Sorgerecht zurück erhalten

5 Antworten

Wenn ich das richtig gelesen habe, hat dieser Vater sein Kind drei Jahre lang nicht gesehen. Selbst, wenn deine Freundin keine gute Mutter wäre, würde das Sorgerecht nicht an ihn fallen, denn er hat mit dem Kind - außer der Blutsverwandtschaft - nichts zu tun. Deine Freundin braucht sich überhaupt keine Sorgen zu machen. Die Richter, die solche Fälle entscheiden, können "rachsüchtige" Väter von wirklich besorgten Elternteilen unterscheiden.

doch es würde an ihn fallen. nur weil er das sorgerecht abgeben hat, heißt es nicht das ein richter es nicht wieder zurück geben würde. die rachsucht musst du in so einem fall erstmal beweisen. das funktioniert nicht.

Die spannende Frage ist, ob diese "Vereinbarung" irgendwo schriftlich festgehalten wurde. Ist dies nicht der Fall, hat sie ein Problem, bzw. auch dann, wenn nur der Unterhaltsverzicht im Scheidungsurteil festgehalten wurde. Hier KÖNNTE er theoreeeetisch das Sorgerecht zurück bekommen. Wenn aber schon seit Jahren kein Kontakt mehr zu dem Kind besteht, dann ist nicht davon auszugehen, daß ein Familiengericht das mitmachen wird.

Ganz einfach: das Familiengericht ändert Sorgerecht-Entscheidungen nur, wenn ganz neue Voraussetungen vorhanden sind oder wenn sich die bisherige Regelung nachweislich nicht bewährt hat.

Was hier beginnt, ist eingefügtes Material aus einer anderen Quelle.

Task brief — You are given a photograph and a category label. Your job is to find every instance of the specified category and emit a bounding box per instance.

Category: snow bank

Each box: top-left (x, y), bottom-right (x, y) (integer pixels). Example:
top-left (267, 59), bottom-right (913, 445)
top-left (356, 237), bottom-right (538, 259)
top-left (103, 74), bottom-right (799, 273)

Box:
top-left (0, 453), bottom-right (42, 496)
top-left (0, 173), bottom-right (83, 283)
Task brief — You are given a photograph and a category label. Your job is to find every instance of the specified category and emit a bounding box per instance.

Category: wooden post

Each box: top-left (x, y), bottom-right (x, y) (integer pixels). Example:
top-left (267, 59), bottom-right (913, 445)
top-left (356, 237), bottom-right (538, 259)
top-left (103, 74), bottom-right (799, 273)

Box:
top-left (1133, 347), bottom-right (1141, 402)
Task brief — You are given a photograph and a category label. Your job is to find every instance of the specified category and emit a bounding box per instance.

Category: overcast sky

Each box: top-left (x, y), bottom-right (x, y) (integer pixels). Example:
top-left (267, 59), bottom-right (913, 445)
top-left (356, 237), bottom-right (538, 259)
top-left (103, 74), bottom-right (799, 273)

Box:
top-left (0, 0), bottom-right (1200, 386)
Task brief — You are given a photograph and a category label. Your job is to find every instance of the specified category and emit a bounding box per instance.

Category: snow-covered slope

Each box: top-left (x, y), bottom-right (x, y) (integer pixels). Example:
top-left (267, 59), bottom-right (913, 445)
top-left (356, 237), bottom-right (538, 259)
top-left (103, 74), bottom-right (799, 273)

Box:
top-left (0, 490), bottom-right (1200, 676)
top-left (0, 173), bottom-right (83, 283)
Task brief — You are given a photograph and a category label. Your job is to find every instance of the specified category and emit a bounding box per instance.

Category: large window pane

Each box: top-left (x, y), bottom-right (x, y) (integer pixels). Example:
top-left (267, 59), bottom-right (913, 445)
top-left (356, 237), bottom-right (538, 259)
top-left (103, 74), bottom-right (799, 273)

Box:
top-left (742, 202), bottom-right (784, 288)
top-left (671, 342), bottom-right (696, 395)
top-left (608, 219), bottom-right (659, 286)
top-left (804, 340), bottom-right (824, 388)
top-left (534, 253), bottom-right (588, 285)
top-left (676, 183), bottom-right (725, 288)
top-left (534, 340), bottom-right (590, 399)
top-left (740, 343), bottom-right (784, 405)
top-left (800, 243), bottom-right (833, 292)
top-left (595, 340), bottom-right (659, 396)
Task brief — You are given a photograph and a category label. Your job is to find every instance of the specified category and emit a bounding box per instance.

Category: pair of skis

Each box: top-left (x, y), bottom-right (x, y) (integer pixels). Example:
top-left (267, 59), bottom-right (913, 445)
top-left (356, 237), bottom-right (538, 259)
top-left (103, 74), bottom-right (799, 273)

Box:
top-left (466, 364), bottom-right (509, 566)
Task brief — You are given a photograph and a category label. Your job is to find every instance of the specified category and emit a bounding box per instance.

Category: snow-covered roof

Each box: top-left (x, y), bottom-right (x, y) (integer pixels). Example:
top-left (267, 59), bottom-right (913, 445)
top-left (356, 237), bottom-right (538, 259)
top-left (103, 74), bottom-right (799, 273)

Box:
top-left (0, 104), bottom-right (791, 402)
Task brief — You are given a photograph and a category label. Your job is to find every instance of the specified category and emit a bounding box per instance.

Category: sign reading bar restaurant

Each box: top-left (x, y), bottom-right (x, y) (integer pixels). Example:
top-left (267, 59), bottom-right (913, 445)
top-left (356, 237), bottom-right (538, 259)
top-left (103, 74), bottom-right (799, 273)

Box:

Bei einer Neubeurteilung des Sorgerechts nach so vielen Jahren berücksichtigt das Gericht vor allem die Interessen des Kindes. Die Wünsche und Forderungen der Eltern kommen erst in zweiter Linie.

Die Richter haben viel Erfahrung mit Vorwürfen an den anderen Elternteil. Da hat auch pschologischer Schnickschnack nur kleinen Einfluss.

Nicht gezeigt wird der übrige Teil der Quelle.